Chickadees for the Day
Pshht, pshht, pshht we call as we sit on the frozen ground so close to one another that we can feel the cold spray of our neighbor’s pshht. In the distance I had heard a few black capped chickadees and gathered the group to try our luck at calling them closer. It worked. We sit talking to the chickadees, looking at them eye-to-eye, our breath mixing with their breath like some whispered secret
It is a bone cold day in December, windy and gray, and I am surrounded by a tight little huddle of third graders. I look at their young faces, red cheeked and mouths opened. They are frozen, but not by the cold. Rather they are in the moment. We have lost track of who we are, forgotten ourselves in an instant. Even our icy breath seems stilled. We have become chickadees.
All around us perched and curious, are these small sturdy birds. Some are so close we can see their bright inquisitive eyes staring right at us and hear their wings beat as they sail past our heads. We have called them in–or perhaps they have called us in. The line between us is fuzzy, the boundary unclear.
We’ve tried before to join our voices with the animals around the school. Crows never respond, blue jays scatter and the cicadas just sing over us. But this never stops us. The language we speak, whether chickadee, blue jay, cicada, or even owl is really the language of hope. My third grade students are filled with hope. They still live in the world of Charlotte’s Web where a pig can talk, a spider can spell and a little girl named Fern can understand it all.

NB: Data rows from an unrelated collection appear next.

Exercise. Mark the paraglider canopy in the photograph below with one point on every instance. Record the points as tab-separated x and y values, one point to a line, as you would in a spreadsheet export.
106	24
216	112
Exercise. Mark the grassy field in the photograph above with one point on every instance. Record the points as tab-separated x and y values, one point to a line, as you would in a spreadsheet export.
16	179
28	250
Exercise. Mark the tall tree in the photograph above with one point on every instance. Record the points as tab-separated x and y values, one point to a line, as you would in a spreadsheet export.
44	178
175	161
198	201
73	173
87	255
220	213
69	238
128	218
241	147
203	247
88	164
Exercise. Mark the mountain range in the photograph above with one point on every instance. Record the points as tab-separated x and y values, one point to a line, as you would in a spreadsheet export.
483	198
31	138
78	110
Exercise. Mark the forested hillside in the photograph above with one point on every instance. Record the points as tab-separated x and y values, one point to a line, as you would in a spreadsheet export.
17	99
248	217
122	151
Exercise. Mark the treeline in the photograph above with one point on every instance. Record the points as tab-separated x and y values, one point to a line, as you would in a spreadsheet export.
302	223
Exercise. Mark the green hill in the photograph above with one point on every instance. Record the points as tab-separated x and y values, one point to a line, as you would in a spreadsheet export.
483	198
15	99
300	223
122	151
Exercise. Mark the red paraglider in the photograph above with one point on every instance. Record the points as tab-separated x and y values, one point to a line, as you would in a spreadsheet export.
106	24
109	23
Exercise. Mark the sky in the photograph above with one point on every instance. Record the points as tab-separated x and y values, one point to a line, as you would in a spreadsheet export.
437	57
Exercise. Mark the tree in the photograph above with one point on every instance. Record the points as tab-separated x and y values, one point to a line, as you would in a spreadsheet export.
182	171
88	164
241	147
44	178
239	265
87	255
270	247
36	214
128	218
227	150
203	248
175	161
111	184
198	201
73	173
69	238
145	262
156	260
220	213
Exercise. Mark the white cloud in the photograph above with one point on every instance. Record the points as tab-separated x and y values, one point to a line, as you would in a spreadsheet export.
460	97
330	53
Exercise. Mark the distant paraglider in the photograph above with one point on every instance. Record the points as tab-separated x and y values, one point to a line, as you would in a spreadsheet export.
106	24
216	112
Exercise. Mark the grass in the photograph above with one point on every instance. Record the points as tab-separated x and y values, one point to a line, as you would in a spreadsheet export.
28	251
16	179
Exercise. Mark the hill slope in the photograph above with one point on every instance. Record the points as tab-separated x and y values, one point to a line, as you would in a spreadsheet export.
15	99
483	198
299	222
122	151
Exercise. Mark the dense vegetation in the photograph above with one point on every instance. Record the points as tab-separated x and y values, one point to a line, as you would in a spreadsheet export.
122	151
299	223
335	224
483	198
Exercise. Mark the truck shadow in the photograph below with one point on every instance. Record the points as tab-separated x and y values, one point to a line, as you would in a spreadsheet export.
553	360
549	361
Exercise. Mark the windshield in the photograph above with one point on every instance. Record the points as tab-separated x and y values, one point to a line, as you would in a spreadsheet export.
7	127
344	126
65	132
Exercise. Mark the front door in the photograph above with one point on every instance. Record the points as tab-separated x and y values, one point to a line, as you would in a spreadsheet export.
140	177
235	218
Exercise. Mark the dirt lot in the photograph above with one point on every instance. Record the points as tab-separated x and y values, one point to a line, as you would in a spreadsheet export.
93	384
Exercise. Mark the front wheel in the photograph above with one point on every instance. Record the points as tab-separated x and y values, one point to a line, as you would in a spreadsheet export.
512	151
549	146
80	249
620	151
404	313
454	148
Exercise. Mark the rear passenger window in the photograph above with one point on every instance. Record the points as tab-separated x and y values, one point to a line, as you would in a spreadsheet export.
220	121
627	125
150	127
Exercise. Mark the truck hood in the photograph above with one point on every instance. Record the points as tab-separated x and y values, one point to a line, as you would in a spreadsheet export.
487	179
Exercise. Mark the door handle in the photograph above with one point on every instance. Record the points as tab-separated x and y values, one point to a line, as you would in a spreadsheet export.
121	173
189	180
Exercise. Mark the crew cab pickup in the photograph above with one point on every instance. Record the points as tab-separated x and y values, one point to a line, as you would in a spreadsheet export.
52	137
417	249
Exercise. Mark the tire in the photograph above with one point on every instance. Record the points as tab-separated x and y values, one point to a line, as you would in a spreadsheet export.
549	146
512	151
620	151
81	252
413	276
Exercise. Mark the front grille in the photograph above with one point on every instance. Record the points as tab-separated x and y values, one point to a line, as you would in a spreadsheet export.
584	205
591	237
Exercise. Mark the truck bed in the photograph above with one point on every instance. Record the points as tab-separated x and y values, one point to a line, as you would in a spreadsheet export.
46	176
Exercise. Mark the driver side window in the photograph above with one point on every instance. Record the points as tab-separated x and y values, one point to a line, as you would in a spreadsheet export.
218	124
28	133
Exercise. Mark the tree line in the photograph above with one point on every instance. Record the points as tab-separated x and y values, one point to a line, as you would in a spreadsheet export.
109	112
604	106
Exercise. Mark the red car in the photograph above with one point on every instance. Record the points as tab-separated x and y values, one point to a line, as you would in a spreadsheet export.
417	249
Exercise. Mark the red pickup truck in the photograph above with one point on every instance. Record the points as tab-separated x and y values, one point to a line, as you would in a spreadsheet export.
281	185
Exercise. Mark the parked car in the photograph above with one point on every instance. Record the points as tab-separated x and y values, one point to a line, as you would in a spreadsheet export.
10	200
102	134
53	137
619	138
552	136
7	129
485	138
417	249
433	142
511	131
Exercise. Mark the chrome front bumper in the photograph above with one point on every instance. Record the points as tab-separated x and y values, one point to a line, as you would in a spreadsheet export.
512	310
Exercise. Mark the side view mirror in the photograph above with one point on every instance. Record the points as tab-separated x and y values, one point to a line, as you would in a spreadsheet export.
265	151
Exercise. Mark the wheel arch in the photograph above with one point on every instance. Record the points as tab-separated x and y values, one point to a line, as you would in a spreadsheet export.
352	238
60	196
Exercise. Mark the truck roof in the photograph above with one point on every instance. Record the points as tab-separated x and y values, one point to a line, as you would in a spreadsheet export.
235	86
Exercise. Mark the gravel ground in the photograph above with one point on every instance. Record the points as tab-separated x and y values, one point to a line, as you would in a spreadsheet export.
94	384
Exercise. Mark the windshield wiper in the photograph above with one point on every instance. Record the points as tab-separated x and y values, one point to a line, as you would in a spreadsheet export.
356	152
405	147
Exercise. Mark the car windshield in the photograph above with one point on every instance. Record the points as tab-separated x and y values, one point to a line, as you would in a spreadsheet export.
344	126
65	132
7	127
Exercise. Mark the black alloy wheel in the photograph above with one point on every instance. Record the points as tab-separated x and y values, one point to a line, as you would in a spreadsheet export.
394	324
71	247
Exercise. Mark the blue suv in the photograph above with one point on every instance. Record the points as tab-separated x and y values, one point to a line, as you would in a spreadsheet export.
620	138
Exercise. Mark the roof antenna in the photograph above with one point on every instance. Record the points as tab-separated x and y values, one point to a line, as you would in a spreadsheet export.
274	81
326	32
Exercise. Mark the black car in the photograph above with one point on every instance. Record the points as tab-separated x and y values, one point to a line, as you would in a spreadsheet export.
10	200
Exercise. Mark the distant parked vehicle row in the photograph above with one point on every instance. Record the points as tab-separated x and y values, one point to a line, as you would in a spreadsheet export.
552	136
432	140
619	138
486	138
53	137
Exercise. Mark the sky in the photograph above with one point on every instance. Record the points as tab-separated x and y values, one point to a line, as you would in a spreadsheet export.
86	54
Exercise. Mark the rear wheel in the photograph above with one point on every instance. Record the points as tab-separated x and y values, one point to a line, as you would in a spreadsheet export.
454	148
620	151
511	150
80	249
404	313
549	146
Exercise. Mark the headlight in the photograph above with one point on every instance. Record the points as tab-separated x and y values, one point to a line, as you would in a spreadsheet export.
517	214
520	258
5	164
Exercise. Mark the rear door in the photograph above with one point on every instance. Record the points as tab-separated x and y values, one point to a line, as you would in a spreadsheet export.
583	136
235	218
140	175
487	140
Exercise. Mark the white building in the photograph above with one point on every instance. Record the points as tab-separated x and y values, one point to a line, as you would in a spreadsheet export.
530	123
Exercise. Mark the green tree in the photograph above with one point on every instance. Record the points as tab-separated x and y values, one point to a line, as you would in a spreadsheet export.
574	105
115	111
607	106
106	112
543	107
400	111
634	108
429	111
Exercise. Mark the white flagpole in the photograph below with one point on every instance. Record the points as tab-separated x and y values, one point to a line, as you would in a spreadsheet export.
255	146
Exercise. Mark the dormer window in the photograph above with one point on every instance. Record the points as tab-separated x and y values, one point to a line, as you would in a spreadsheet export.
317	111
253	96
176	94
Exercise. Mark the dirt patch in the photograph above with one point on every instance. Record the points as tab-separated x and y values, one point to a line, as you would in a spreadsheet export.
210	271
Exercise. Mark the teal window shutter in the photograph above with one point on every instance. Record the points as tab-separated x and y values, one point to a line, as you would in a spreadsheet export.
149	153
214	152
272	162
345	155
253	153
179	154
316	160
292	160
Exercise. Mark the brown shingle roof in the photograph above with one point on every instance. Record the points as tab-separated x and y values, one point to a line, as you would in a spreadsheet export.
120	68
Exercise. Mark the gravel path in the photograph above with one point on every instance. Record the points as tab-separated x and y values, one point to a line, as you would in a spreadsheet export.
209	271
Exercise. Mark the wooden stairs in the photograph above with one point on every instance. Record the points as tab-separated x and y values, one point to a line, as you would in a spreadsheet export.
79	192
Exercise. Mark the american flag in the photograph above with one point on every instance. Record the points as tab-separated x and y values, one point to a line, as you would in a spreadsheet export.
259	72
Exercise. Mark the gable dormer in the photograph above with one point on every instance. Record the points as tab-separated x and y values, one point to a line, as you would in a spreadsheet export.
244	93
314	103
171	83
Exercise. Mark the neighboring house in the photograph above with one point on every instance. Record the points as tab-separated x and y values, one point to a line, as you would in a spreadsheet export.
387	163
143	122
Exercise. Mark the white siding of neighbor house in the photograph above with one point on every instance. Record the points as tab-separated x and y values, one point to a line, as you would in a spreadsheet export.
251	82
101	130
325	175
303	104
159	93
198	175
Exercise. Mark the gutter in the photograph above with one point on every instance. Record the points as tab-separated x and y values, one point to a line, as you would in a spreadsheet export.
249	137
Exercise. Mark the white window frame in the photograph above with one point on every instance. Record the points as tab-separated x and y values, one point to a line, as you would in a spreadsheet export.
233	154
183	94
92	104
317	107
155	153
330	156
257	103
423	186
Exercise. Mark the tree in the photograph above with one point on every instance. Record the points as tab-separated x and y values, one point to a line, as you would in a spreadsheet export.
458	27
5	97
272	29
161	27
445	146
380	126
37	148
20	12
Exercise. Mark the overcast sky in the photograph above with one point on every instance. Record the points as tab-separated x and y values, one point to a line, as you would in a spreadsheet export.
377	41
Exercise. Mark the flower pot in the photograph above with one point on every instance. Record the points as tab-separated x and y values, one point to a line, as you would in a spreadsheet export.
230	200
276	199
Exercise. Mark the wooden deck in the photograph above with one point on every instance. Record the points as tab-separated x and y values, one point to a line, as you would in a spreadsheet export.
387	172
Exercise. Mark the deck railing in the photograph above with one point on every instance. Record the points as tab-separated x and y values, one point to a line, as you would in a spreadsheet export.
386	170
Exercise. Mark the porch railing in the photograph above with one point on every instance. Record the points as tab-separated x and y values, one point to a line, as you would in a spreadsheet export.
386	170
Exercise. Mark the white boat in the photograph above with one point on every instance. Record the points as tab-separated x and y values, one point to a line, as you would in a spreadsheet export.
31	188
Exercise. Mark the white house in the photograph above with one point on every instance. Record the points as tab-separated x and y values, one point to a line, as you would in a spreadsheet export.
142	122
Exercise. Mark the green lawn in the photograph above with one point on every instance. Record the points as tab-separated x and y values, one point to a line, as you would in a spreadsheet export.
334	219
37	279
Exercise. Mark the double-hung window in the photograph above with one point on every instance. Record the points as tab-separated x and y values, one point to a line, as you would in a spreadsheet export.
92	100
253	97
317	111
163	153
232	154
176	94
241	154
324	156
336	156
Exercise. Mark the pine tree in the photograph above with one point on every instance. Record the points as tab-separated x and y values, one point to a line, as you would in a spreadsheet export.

It lasts maybe 5 minutes, our conversation with the chickadees. While it’s going on I’m in love with the world. It’s a place where chickadees huddle around children huddled around children. We are all right here. When the spell is broken and the chickadees fly off, my students are quiet as though they have forgotten how to speak our human language. One little girl breaks the silence when she whispers, “Let’s just be chickadees for the rest of our lives.”